The capital has a woeful amount of public space to offer its citizens, who are instead usually to be found taking sanctuary down in its shopping
Let's
not mince words here, Jakarta is in dire need of public space and parks for its
citizens to unwind in. Now admittedly a certain amount of progress on this
issue has been made over the last few years and parks such as Taman Tebet, Taman
Menteng and Taman Aydoya, for example, have been spruced up in an attempt to
offer the city's residents some non-retail-based respite. However these parks
are but a drop in the ocean given the city's eight-digit population and given a
2007 spatial-planning law which states that Jakarta should dedicate at least 30
per cent of its total area to green space.
A
prime example of this phenomenon came last month when an enormous crush of
people pushed, jostled, gnashed teeth, wailed and fainted outside the Pacific Place
shopping mall in a bid to get their hands on the latest model of BlackBerry
smartphone, which was being offered at half price. The expressions on these
people’s faces as they shoved and shouted were no different from those worn by
emaciated refugees as they fight over food aid. There are always new needs that
need to be sated, and identity is now more defined by what you own than it is
by what you are, think or do.
A
moratorium on the issuing of permits for the construction of shopping plazas is
now in effect. The city is already hyper-saturated
with retail palaces though, many of which have been constructed to the
detriment of public parks and spaces. As well as offering fresh air to the
lungs, parks also have an important cultural role to play in offering a public
sphere in which people can mingle and socialize, external to the hyperactive demands
of consumer commerce.
It's
a tough ask though. If 30 per cent of the city's total area was turned into
parks and public spaces, the results would clock in at around 650 square
kilometres. Compare that with the park that surrounds Jakarta's National Monument
(Monas), which covers a mere 0.8 square kilometres. Hmmm.
As
well as parks, pedestrian space is also an important element of any modern
metropolis’s public sphere. Alas however, most of the city's pavements are
filled with parked cars and food stalls, and pedestrians and their green use of
bioorganic leg power are all too sadly stacked at the bottom of the pile in
this heaving city.
Citizens
of other cities around the world though think nothing of a 20-minute stroll down
to the shops or to their local subway station. This is largely due to the fact
that it's possible to complete such journeys without tripping over, falling
down a manhole, being forced into the road to play chicken with endless
motorcycles or otherwise being asphyxiated, shouted at, tapped up by primary-school
beggars or scalded by flying fried rice. Recent attempts to clear the sidewalks
of such obstructions have been, to say the least, rather halfhearted, and so
the inveterate walker faces an uncertain future.
One
doesn't have to leave the country to find more positive pedestrian scenes
however. In Java's lush countryside, school kids think nothing of cycling or
walking for kilometres through verdant palm trees and paddy fields to get to their
schools. In Jakarta's urban jungle however, trying to negotiate oneself through
the city's chaotic Brownian motion on foot is perhaps not unlike walking along
the pavements of a more-organised metropolitan environment having drunk five
bottles of Bintang.
All
of these problems, the commercialisation of public space, the difficulty of
pedestrian travel and the lack of green areas, all serve to alienate and
isolate the city’s comparatively well off, with their cars and credit cards,
from the city's bustling but impoverished street life and thus the deep wound
of Jakarta’s yawning income chasm is never challenged by the soothing balm of trans-class
interaction and pollination.
Yes,
Jakartans love their shopping malls but they represent something of a
consumerist, self-fulfilling prophecy. If people have nowhere else to go in
their leisure time other than such places, then where are they going to end up?

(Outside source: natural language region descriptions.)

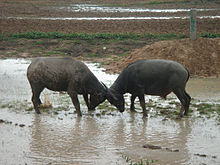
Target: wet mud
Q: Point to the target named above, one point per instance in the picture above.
(105, 136)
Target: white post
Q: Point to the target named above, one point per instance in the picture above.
(193, 24)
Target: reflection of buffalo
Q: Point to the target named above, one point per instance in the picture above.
(152, 77)
(65, 74)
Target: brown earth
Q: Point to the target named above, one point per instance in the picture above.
(202, 57)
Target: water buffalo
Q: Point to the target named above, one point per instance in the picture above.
(65, 74)
(153, 77)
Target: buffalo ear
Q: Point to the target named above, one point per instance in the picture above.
(111, 97)
(105, 87)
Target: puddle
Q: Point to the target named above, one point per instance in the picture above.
(96, 8)
(112, 18)
(105, 136)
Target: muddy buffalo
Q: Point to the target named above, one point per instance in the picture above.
(151, 77)
(65, 74)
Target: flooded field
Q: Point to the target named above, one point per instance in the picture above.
(105, 136)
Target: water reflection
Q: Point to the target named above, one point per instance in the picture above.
(64, 138)
(96, 8)
(111, 18)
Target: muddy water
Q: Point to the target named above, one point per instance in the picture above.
(58, 136)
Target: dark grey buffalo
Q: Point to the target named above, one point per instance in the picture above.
(65, 74)
(151, 77)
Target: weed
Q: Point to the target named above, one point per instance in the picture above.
(210, 35)
(141, 162)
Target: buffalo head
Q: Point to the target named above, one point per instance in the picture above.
(116, 99)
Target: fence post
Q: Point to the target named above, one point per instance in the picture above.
(193, 24)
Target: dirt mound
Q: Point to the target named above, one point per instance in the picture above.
(201, 57)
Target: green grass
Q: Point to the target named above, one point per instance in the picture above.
(85, 36)
(210, 35)
(99, 36)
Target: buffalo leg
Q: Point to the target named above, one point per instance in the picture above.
(188, 99)
(85, 96)
(132, 107)
(142, 103)
(75, 102)
(36, 98)
(184, 99)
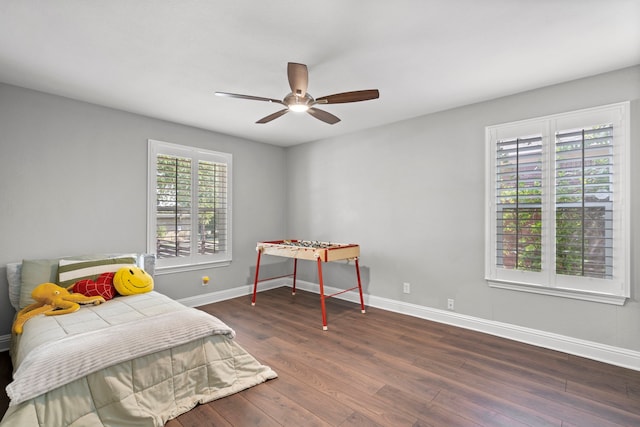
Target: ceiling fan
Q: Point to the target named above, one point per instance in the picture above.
(299, 100)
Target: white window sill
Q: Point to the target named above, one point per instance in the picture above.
(559, 292)
(170, 269)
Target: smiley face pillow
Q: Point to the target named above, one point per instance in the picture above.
(132, 280)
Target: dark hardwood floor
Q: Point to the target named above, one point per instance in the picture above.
(386, 369)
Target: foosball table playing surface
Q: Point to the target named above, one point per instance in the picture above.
(312, 251)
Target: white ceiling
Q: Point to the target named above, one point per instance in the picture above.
(166, 58)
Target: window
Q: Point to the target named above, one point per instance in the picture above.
(558, 205)
(189, 206)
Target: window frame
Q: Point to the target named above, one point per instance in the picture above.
(194, 261)
(613, 291)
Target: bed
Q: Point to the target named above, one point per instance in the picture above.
(136, 360)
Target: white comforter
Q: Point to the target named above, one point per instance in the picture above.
(152, 322)
(133, 361)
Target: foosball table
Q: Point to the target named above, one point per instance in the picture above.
(313, 251)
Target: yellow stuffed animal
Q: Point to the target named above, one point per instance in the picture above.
(132, 280)
(52, 300)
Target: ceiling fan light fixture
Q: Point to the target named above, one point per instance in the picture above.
(298, 108)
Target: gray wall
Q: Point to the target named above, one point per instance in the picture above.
(390, 189)
(412, 195)
(73, 180)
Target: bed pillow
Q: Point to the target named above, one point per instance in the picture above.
(70, 271)
(35, 272)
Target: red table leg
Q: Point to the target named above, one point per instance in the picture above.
(255, 283)
(360, 286)
(322, 306)
(295, 268)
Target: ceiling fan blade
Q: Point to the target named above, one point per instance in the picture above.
(298, 78)
(249, 97)
(354, 96)
(323, 115)
(273, 116)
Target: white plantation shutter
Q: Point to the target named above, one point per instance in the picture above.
(212, 207)
(557, 205)
(584, 201)
(518, 202)
(189, 205)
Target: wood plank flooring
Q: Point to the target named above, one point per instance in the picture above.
(386, 369)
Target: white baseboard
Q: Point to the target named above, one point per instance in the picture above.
(591, 350)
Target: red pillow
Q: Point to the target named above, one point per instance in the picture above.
(103, 286)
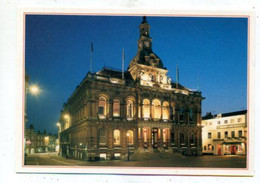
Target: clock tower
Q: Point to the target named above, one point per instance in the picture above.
(146, 66)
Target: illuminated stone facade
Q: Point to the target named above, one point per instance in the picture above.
(140, 110)
(225, 134)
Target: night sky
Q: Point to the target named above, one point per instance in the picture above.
(211, 54)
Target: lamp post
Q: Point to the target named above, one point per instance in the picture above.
(127, 143)
(59, 126)
(33, 90)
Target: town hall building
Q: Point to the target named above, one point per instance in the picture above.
(140, 110)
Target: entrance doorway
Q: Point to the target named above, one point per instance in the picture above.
(155, 137)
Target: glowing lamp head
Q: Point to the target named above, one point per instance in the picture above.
(66, 116)
(34, 89)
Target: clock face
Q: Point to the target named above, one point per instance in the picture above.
(146, 43)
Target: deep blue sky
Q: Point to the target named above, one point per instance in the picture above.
(210, 52)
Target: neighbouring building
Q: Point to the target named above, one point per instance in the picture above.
(140, 110)
(225, 134)
(39, 142)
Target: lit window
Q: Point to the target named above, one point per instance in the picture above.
(226, 134)
(166, 111)
(102, 136)
(182, 138)
(191, 115)
(130, 137)
(172, 138)
(145, 134)
(240, 133)
(181, 114)
(209, 147)
(130, 109)
(102, 107)
(233, 134)
(146, 108)
(165, 135)
(116, 137)
(209, 135)
(116, 108)
(192, 139)
(219, 135)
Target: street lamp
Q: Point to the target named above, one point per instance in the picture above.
(34, 89)
(127, 142)
(59, 126)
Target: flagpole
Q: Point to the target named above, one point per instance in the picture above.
(123, 60)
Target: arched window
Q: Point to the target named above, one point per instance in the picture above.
(182, 139)
(130, 109)
(172, 138)
(116, 108)
(192, 139)
(116, 137)
(130, 137)
(146, 108)
(156, 109)
(191, 115)
(102, 136)
(102, 107)
(182, 114)
(165, 135)
(166, 111)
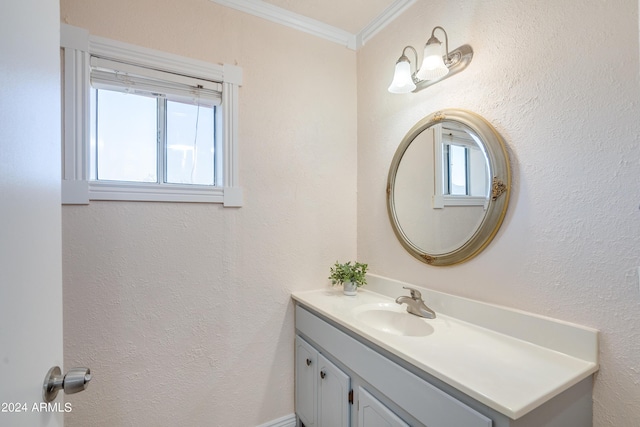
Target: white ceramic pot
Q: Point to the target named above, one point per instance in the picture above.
(349, 288)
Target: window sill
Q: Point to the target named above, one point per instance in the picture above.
(81, 192)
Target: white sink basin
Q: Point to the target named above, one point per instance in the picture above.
(392, 319)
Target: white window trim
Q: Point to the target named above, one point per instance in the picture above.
(78, 47)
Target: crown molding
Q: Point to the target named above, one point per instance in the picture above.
(317, 28)
(382, 20)
(292, 20)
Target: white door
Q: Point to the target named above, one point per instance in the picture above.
(30, 242)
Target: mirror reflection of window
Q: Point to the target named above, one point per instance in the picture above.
(461, 168)
(457, 177)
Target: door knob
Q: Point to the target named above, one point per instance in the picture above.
(75, 380)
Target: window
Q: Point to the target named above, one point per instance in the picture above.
(461, 170)
(144, 125)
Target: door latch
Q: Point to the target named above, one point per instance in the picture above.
(75, 380)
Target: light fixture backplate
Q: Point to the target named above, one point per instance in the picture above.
(465, 52)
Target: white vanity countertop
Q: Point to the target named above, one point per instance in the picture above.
(504, 371)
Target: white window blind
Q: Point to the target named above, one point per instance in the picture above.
(113, 75)
(91, 62)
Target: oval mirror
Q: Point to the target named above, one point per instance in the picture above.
(448, 187)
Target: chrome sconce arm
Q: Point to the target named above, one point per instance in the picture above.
(435, 67)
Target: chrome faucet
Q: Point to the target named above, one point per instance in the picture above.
(415, 304)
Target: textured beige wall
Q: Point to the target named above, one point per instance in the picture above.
(183, 311)
(559, 81)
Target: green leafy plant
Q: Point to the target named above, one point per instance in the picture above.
(348, 272)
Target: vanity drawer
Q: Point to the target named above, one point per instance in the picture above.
(422, 400)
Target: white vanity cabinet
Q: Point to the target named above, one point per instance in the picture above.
(372, 413)
(322, 389)
(327, 386)
(390, 391)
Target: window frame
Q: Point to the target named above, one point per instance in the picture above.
(77, 47)
(440, 198)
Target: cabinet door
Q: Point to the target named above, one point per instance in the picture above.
(306, 382)
(372, 413)
(333, 395)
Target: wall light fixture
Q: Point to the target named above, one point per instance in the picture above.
(435, 67)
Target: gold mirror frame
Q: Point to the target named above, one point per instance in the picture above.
(498, 199)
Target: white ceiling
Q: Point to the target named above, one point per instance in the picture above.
(348, 22)
(349, 15)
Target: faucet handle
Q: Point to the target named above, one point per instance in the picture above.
(415, 294)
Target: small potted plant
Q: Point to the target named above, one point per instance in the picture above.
(350, 276)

If someone had the vision and bravery to build a sports centre, a theatre, an
art-house cinema, or even a park, basically anything one step removed from the
need to turn an instant return on one's investment, are we to believe that no
one would go to them? Perhaps, a thousand years hence, cyborg archaeologists
and anthropologists will unearth the remains of Jakarta's great plazas, along
with petrified Starbucks beakers and fossilised mobile phone casings and
pontificate on what strange religion their ancestors practised in these places.
I have seen the future, and it is latte coloured. January sales anyone?